Ceppandant que tout luy fait jour (?) et que rien ne resiste a la force de ses armées, une maladie funeste suspend nostre (lacune) et menace la France de la plus grande perte qu'elle puisse jamais ressentir, icy la sulle memoire des dezordres dont nous estions menassés m'interdit l'usage de la parolle, semblable a ceulx quy dans une fuitte necessaire passent par des principes, sans considerer le peril ou ils sont et tremblent après au souvenir des maux qu'ils ont esvités ; vous scavés, Messieurs, les vœux publicz et particuliers que vous aves faictz pour ceste santé sy pretiuze a toutte l'Europe et la joye que vous avés conceue de ceste guerizon miraculuze, mais lorsque vous considerés que ceste maladye estoit l'effet des travaux qu'il avvoit pris pour nostre propre conservation et pour abattre l'orgueil de ses circonciliables ennemis de la France, qu'a peyne sa santé estoit elle restablie qu'il songeoit a retourner sur la frontiere pour couronner ce grand ouvrage de la conqueste de Flandre, que, pandant qu'il travailhe sy glorieuzemant au dehors, SAR a maintenu la quiettude au dedans de l'Estat et a vouleu que les terres de son appanage donnassent l'exemple d'une parfaitte obeyssance, elle a faict cesser un comencemant de dezordres qui n'ont pas peu estre apaizés que par de grandz suplices ; certes, Messieurs, après que le roy a sy glorieuzemant sacriffié toutes chozes pour l'advantaige de ses publes, après l'exemple illustre de SAR et celluy de tous les ordres et de toutes les provinces du royaume, j'aurois peyne a croire que vous seulx ne voulussiés pas remplir toutte l'attente que l'on a conçue de vostre affection et je me persuade que vous signalerés une année illustre par tant de triomphes par des liberalités et de recognoissances extraordinaires.
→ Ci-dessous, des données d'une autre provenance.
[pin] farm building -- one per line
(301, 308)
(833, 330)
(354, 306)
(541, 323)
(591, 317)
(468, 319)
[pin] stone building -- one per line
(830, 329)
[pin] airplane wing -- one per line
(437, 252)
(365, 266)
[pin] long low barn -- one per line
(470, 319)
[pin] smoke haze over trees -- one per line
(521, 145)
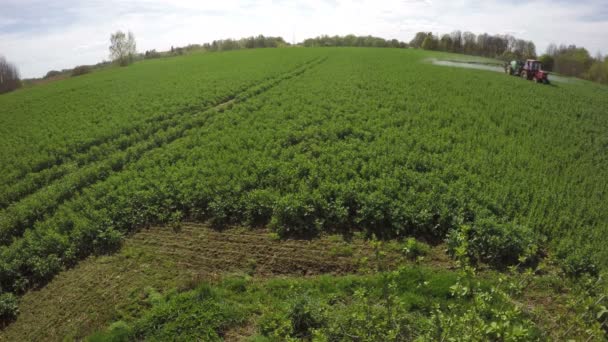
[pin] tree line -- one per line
(568, 60)
(9, 76)
(575, 61)
(505, 47)
(352, 40)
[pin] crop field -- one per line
(304, 142)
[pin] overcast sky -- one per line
(40, 35)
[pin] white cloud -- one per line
(77, 32)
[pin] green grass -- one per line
(315, 141)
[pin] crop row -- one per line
(19, 216)
(370, 140)
(100, 148)
(48, 125)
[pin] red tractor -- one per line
(530, 70)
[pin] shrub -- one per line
(497, 244)
(81, 70)
(414, 248)
(52, 73)
(295, 216)
(9, 308)
(576, 261)
(9, 76)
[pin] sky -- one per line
(41, 35)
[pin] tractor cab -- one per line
(532, 65)
(531, 69)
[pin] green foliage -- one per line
(414, 249)
(576, 261)
(306, 140)
(81, 70)
(418, 304)
(9, 308)
(494, 243)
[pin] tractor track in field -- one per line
(44, 200)
(86, 298)
(28, 182)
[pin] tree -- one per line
(9, 76)
(122, 48)
(419, 39)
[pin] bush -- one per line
(296, 215)
(497, 244)
(9, 77)
(52, 73)
(576, 261)
(9, 308)
(81, 70)
(414, 248)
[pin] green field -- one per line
(305, 142)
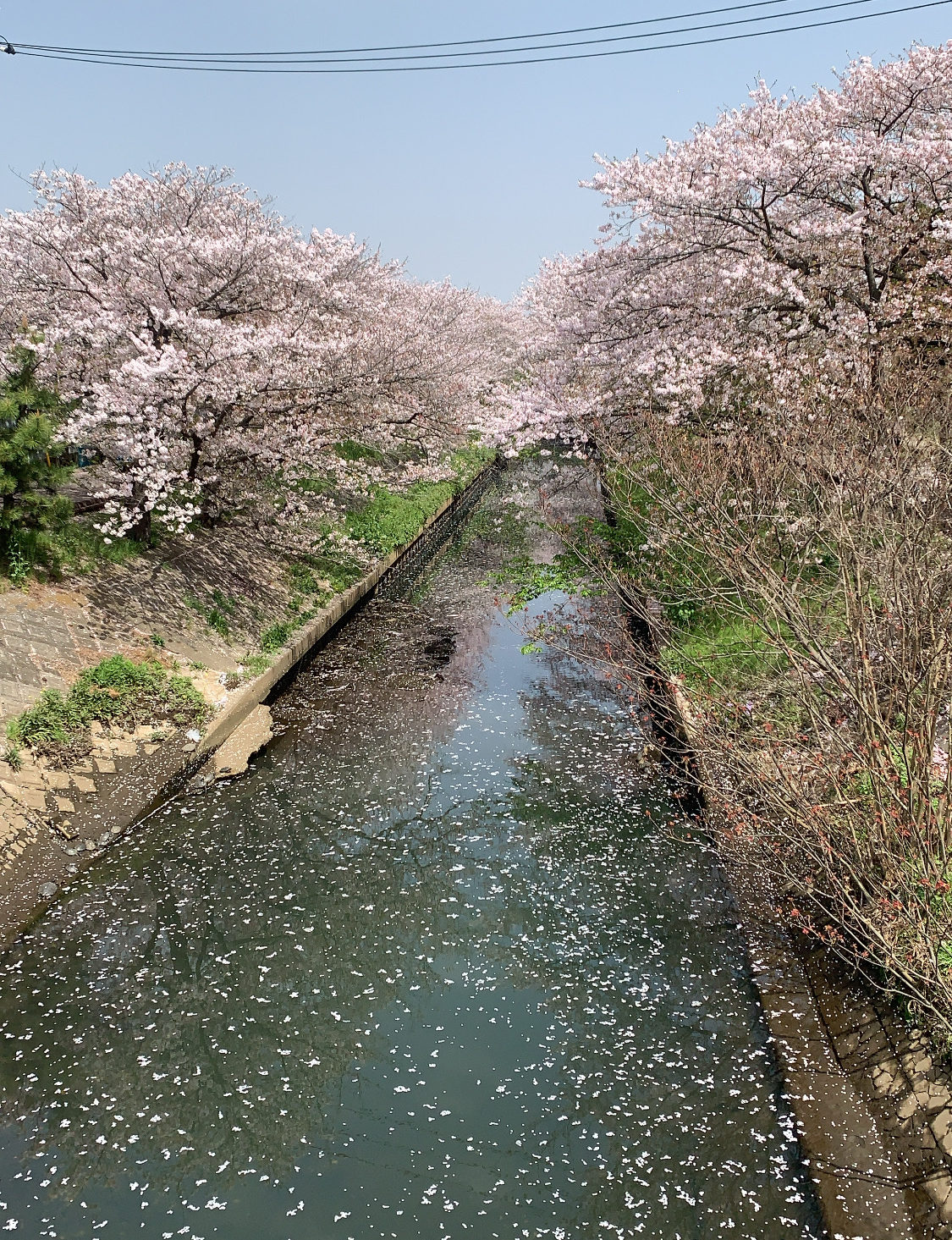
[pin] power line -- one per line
(412, 47)
(373, 67)
(175, 60)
J'ay souvant protesté dans ce lieu la passion que j'avois de respondre par mes services a la bonté que la province m'avoit tesmoignée, c'est avec desplaizir que jusques a prezant je n'ay pas peu le faire aussy utillemant que je m'estois propozé, je ne puis, Messieurs, qu'en conserver une recognoissance toutte entiere pour, en tous les lieux ou je me trouveray, chercher avec empressement les ocazions de tesmoigner la veneration que j'ay pour la province en general et pour tous les particuliers quy la compozent.